Welcome to A Millennial's Dating Diary series, where we explore real-life interactions and the hurdles of dating in Southeast Asia. The series will feature the dating stories and misadventures of Arika – a 26-year-old, straight female marketing manager with a penchant for over drinking — and fellow millennials.
While it might not be the default mode of operation for most people when it comes to relationships, the concept of ethical non-monogamy — or ENM for short — is definitely becoming more mainstream than it’s ever been before.
In recent years, shows like You, Me, Her, Wanderlust, and Trigonometry have all popped up, demonstrating a certain demand and interest for such content on mainstream media.
On dating apps like Tinder and OKCupid, I’ve seen more men indicate that they’re in open relationships or an ethical non-monogamous situation with their partners. Some go as far as to suggest that they’re aromantic or just looking for sex.
Apps like Feeld and online communities like r/threesomes, r/swingers, and more exist on Reddit for like-minded individuals to connect, and eventually meet up.
ENM — for the uninitiated — is an umbrella term that describes different styles of non-monogamous relationships. Regardless of whether it’s in an open relationship to polyamory, and even throuples, ENMs have one thing in common: they’re all consensual.
This means that everyone involved in an ENM relationship is aware of their situation and agreed on the arrangements.
While on Tinder, I recently matched with *Zack, 30, an editor working in the publishing industry. On his profile, Zack indicated that he’s in an ENM and was looking for something purely sexual.
Sensing my curiosity, Zack explained how his relationship with *Chloe, 28 worked, and how the couple navigated around a non-conventional relationship.
“Chloe and I have been together for five years. When we started dating, I knew she was bisexual. We eventually agreed on having some type of open relationship because she wanted to explore the possibility of sleeping with a woman,” he shared with me on Tinder.
“Eventually, I also decided to get on dating apps just as a way of meeting new people, making friends, and possibly finding a more casual connection. However, I’m not looking for anything romantic or serious, so I felt it was necessary to be completely honest about this on my profile,” he further added.
When I asked about how they navigated situations like jealousy, Zack shared the couple have a long list of hard boundaries they should never cross.
“One of them is that we can never fall in love with the people we’re seeing, and if we do, we have to be upfront about it,” he explained. Other things on the list include having dedicated date nights in the week. “We see each other at least thrice a week. It’s non-negotiable.”
For some people, ENM relationships might not involve that much sex either.
*Katie, 33, who is currently single but has dated several men in ENM relationships, says that ENMs don’t always have to be purely sexual. “Sometimes, they just want someone different from their primary partner, even though they love them so much.”
Katie usually meets these men for dates and companionship. “We usually do dinner and drinks; sometimes I end up sleeping with them, sometimes I don’t. But, it’s all good!”
Recently, I’ve been thinking a little bit more about the possibility of being in an ENM relationship with the guy I’ve been seeing, *Mark, 30.

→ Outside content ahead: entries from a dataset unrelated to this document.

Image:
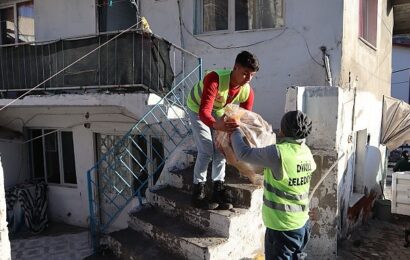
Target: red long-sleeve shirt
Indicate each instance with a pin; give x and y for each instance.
(211, 84)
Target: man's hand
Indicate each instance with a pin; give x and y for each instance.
(225, 126)
(314, 214)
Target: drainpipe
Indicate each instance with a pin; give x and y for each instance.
(326, 61)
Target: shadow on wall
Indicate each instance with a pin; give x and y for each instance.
(357, 198)
(359, 212)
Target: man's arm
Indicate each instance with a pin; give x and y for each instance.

Up till recently, my relationship with Mark has been working out pretty well. In essence, we’ve both been able to have our cakes and eat them too. We’ve been able to see and sleep with other people casually and still come home to a loving and respectable relationship with each other because we’re only emotionally connected.
Admittedly though, the anxiety and jealousy I’ve felt over the girls he’s been seeing have in some ways caused us certain issues.

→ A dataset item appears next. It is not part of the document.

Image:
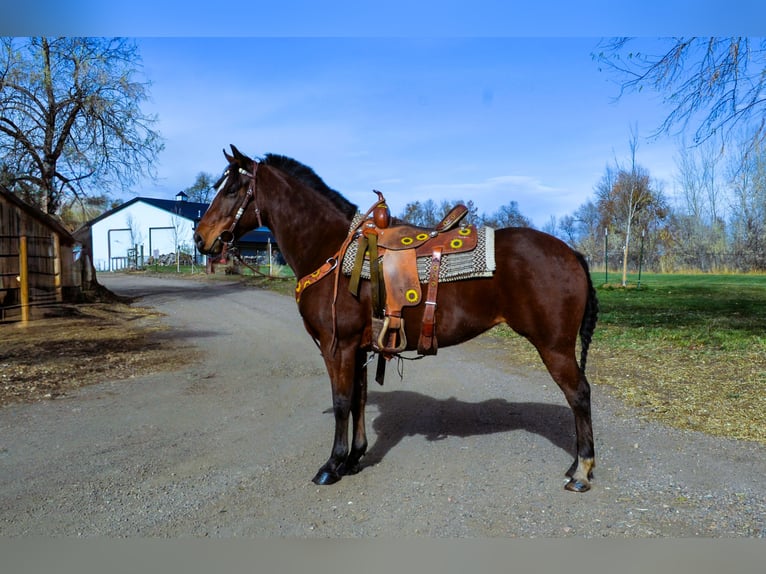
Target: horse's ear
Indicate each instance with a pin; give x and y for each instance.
(239, 156)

My main concern? That he’d develop feelings for someone he was seeing and sleeping with more regularly — even if he tells me he’s told them about me and our relationship. My jealousy has ultimately led me to overthink our relationship quite a bit, and whether the mental anguish I’ve been facing after conjuring up images in my head about what he’s been up to with other women has been worth it.
To be fair, though, Mark and I have also discussed that we might turn our relationship into something more exclusive and monogamous because we’ve been growing closer.
Heck, we might even be travelling during the pandemic to visit his parents in Europe — if this doesn’t bring us closer and sort of solidifying what we have, I’m not sure what would.
This leads me to wonder if I could actually have an ENM relationship if I’m behaving like a jealous and controlling person all the time right now.
Truth be told, Mark and I are still figuring out what we want to do with our relationship and haven’t quite decided on something concrete at the moment. In response to whether an ENM relationship could work? Perhaps check back on this space when Mark and I have decided on what we’re going to do.